HH Lamb on the Ice Age, from chapter 6 of 'Climate History and the Modern World' made some interesting points on the landscape and the fauna illustrated on cave paintings, which as far as Europe was concerned was quite different to what thrived there during the Holocene (since 9500BC). There were mammoths, rhinoceros and horse for example, all mammals that were herbivores and relied on vegetation for sustenance. How much vegetation is a contentious point, and can tie people up in knots – but usually the subject is simply ignored. On page 112 Lamb says early Americans arrived during the Ice Age and an ice free corridor through what is now Alberta had existed. This idea has since been abandoned as far as the Late Glacial Maximum is concerned but as Lamb says on many occasions during the last Ice Age such a route would have existed as the ice sheets were not so extensive – around 30,000 years ago as an example. Now, actual evidence for humans in the Americas as early as that is not on the radar – unless the archaeology jumps out and hits them in the face.
An aspect of the last Ice Age not commented on as far as Joe Public is concerned is the extent and size of many lakes and inland seas in what is now temperate and lower latitudes, very often arid. This was because rainfall belts were quite different to what they are now. The Caspian Sea for example spread to the NW and N and was twice its modern size, and the same goes for the Aral Sea. In the early 'post glacial' period the Arctic Ocean covered a large area of NW Siberia, and Lamb suggests this was because the land had previously been suppressed by the ice sheet. However, we now know such an ice sheet did not cover Siberia during the Late Glacial Maximum – so, are we talking about a previous manifestation of an ice sheet?
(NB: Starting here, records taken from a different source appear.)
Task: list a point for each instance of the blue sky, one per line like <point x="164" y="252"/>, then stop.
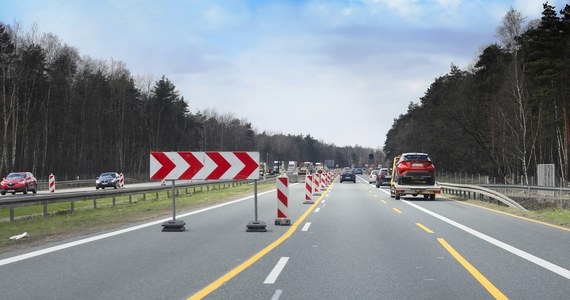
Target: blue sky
<point x="341" y="71"/>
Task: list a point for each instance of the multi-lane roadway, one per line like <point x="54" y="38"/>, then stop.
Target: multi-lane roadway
<point x="355" y="242"/>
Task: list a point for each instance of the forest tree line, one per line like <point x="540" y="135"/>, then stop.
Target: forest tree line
<point x="507" y="113"/>
<point x="73" y="115"/>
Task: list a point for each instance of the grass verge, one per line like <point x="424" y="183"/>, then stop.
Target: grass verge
<point x="554" y="216"/>
<point x="62" y="224"/>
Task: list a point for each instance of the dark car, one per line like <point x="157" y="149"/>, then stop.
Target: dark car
<point x="18" y="182"/>
<point x="107" y="179"/>
<point x="348" y="175"/>
<point x="415" y="168"/>
<point x="384" y="177"/>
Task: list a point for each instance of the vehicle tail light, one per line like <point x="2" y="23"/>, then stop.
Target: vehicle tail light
<point x="430" y="168"/>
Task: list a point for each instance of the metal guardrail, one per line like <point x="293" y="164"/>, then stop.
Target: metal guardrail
<point x="468" y="190"/>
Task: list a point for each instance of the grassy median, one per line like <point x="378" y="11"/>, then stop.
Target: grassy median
<point x="61" y="223"/>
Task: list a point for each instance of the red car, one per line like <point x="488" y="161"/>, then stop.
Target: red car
<point x="18" y="182"/>
<point x="415" y="168"/>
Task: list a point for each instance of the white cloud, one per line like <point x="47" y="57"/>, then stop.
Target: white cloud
<point x="286" y="66"/>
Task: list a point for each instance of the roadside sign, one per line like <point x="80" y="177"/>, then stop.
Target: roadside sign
<point x="210" y="165"/>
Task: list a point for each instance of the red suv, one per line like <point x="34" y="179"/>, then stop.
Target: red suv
<point x="18" y="182"/>
<point x="415" y="168"/>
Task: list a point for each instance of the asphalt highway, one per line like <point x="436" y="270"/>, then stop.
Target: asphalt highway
<point x="355" y="242"/>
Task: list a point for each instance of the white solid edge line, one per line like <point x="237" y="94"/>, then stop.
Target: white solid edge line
<point x="272" y="277"/>
<point x="277" y="295"/>
<point x="114" y="233"/>
<point x="537" y="260"/>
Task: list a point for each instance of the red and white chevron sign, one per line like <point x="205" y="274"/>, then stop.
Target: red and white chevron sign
<point x="210" y="165"/>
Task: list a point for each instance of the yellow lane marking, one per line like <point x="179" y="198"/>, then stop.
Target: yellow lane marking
<point x="424" y="228"/>
<point x="231" y="274"/>
<point x="474" y="272"/>
<point x="511" y="215"/>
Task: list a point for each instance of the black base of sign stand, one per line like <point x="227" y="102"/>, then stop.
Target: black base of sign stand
<point x="258" y="226"/>
<point x="174" y="225"/>
<point x="283" y="222"/>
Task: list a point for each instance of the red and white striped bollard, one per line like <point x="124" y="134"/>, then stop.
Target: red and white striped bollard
<point x="51" y="183"/>
<point x="121" y="180"/>
<point x="309" y="189"/>
<point x="282" y="201"/>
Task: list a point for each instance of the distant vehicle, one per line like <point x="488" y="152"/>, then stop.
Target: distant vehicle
<point x="18" y="182"/>
<point x="415" y="168"/>
<point x="108" y="179"/>
<point x="348" y="175"/>
<point x="383" y="177"/>
<point x="372" y="176"/>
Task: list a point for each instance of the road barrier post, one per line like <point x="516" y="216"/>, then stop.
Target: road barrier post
<point x="51" y="183"/>
<point x="316" y="184"/>
<point x="309" y="189"/>
<point x="282" y="201"/>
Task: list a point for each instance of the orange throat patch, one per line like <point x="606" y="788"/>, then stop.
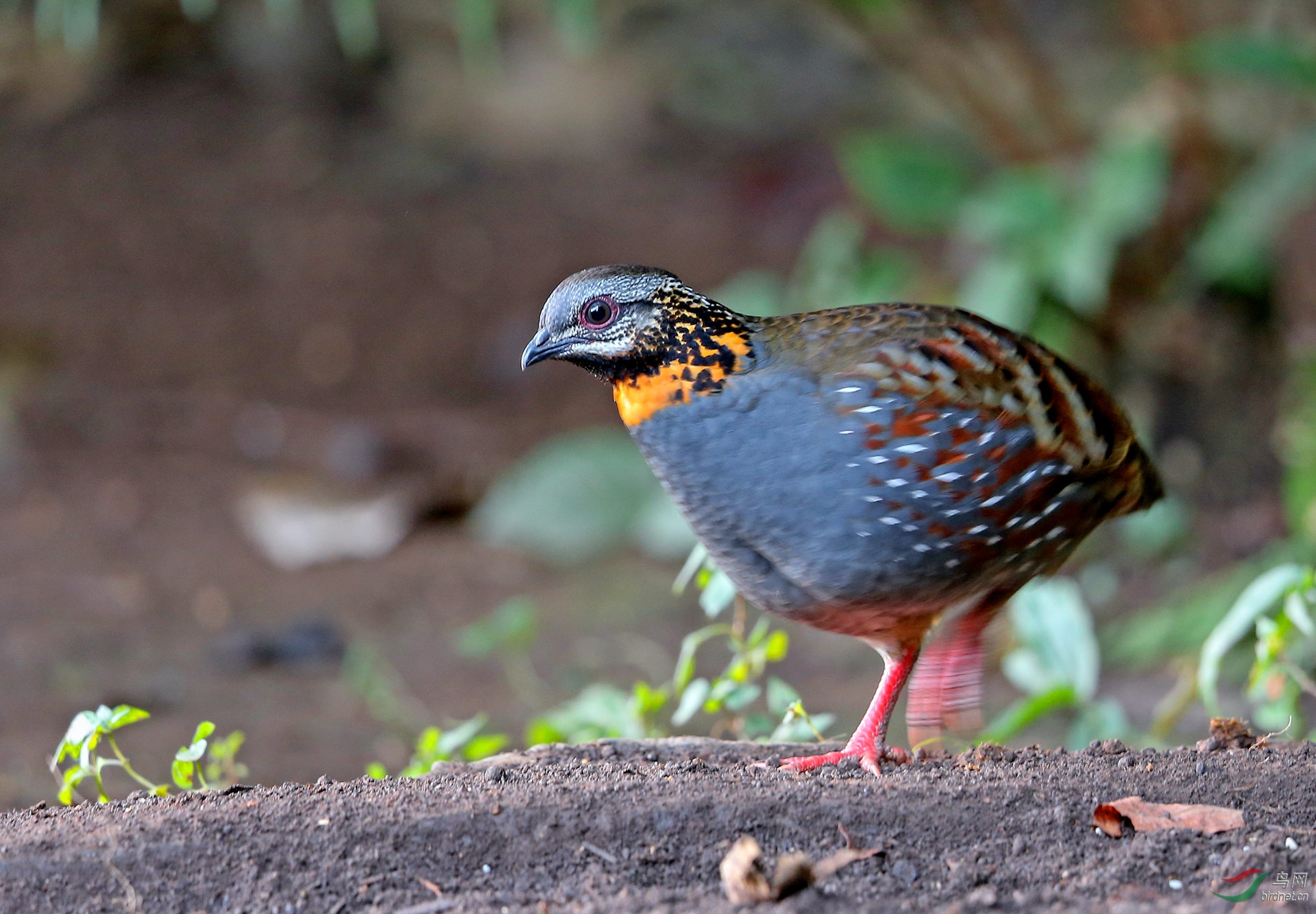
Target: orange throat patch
<point x="681" y="380"/>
Lake Chad was a huge inland sea and in America lots of lakes lay along the continental divide – now an arid almost rainless zone. Lake Bonneville during the Ice Age was an inland sea as big as the present Aral Sea in central Asia, and Lake Lahontan in NW Nevada was also very large, and two lakes in SE California. In Australai there were lakes where none exist today and it all goes to show a completely different climate regime existed and there is much more to learn about the Ice Ages than science currently would have us believe.